Ja, bedauerlicherweise. Unsere Pendler hätten diese Straße gebraucht. Auch die Unternehmen, die an die Märkte müssen. Diese Straße hätte Gewerbegebiete erschlossen, die schon geplant waren. Das hat im Kreis viele enttäuscht, mich auch. Der halbe Kreis pendelt zur Arbeit nach Leipzig, Cottbus, Potsdam oder Wittenberg. Bei uns sind Zukunft und Aufbruch an Verkehrswege geknüpft. Ich hoffe sehr, dass wir da im Strukturwandel noch etwas erreichen.

Sie brauchen aber Mehrheiten im Kreistag, wenn Sie etwas umsetzen wollen.

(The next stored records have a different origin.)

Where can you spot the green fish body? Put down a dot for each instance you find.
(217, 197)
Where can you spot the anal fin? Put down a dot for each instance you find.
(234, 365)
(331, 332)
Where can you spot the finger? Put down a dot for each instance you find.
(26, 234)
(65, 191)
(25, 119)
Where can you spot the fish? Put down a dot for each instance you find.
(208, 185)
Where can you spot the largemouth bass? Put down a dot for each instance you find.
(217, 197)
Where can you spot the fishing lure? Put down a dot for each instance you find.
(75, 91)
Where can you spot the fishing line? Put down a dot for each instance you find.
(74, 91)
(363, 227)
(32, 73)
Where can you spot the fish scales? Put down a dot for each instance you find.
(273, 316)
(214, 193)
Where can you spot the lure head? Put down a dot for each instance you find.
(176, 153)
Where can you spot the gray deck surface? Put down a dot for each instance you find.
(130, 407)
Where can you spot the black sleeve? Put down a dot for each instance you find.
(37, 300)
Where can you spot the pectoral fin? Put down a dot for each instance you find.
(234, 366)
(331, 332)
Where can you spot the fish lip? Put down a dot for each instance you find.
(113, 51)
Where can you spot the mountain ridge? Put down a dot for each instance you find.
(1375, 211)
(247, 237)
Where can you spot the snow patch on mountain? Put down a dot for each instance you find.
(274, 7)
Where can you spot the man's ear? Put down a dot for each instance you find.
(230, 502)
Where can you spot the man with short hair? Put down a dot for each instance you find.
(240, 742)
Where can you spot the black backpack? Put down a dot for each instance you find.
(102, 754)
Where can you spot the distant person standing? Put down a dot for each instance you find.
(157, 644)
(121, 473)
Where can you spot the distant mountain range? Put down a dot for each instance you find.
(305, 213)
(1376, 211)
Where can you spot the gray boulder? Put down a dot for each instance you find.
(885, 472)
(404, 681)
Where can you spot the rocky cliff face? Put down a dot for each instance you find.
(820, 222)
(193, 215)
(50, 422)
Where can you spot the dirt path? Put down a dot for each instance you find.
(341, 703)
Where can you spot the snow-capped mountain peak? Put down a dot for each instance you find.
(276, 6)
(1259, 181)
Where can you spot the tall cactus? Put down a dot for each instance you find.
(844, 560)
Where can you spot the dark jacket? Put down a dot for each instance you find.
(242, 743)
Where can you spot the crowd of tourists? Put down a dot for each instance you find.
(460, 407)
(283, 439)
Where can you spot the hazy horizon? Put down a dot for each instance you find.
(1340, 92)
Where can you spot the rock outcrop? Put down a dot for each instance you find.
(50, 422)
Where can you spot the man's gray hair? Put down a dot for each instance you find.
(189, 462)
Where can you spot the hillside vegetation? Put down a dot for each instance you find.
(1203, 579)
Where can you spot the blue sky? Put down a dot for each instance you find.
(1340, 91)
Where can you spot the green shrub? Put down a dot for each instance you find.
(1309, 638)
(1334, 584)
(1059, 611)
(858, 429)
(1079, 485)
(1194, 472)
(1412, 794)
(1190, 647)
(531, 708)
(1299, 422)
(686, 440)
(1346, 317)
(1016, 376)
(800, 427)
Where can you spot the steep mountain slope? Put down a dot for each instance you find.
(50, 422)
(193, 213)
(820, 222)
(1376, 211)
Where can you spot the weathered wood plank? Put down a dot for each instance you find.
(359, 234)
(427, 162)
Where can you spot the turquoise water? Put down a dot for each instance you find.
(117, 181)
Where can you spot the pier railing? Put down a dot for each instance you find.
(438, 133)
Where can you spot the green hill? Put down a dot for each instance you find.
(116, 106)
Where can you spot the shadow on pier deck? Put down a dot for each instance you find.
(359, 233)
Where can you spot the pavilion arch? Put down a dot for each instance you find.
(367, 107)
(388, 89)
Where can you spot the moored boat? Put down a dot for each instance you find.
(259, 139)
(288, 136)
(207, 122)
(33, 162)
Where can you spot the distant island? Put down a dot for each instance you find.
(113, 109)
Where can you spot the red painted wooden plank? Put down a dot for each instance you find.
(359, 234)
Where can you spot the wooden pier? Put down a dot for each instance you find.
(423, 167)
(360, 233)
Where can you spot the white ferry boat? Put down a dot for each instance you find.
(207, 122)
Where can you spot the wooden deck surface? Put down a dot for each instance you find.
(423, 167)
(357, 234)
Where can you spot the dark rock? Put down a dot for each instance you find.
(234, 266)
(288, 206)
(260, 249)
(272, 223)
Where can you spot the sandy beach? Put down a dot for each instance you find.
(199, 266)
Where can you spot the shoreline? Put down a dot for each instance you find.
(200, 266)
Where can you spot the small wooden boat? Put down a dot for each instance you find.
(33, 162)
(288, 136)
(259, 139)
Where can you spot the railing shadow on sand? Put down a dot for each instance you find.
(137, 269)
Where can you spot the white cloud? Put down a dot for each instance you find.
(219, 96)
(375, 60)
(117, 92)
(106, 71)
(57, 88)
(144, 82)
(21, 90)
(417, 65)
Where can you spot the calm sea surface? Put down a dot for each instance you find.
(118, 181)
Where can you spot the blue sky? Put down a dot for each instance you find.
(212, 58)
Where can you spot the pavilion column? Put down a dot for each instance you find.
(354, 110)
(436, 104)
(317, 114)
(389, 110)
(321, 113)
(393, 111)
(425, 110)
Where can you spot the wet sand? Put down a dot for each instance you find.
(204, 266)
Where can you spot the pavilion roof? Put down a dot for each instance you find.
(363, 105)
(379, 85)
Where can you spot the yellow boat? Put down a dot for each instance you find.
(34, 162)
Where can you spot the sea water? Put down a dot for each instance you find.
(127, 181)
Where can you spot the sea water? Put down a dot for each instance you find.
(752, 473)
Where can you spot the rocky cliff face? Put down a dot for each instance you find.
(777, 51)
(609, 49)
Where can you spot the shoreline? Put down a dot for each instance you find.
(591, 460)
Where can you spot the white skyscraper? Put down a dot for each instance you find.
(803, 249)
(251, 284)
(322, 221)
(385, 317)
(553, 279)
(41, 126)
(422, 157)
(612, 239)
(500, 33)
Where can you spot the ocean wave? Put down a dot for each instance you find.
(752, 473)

Ich sehe es als meine Aufgabe, dafür zu sorgen, dass die Krawallos nicht noch lauter werden. Notfalls müssen wir die auch abmoderieren. Wir haben einen Haushalt auf die Beine zu stellen. Die Gebühren für die Musikschule werden neu beschlossen. Das Oberstufenzentrum in Elsterwerda muss umgebaut werden. Da geht es um handfeste Politik und viel Geld. Um das hinzukriegen, müssen alle erstmal abrüsten.

Christian Jaschinski, 56, ist seit 2010 Landrat im Kreis Elbe-Elster. Zuvor war der gelernte Techniker ab 2002 ehrenamtlicher Bürgermeister der Gemeinde Rückersdorf. Mit Christian Jaschinski sprach Christine Keilholz.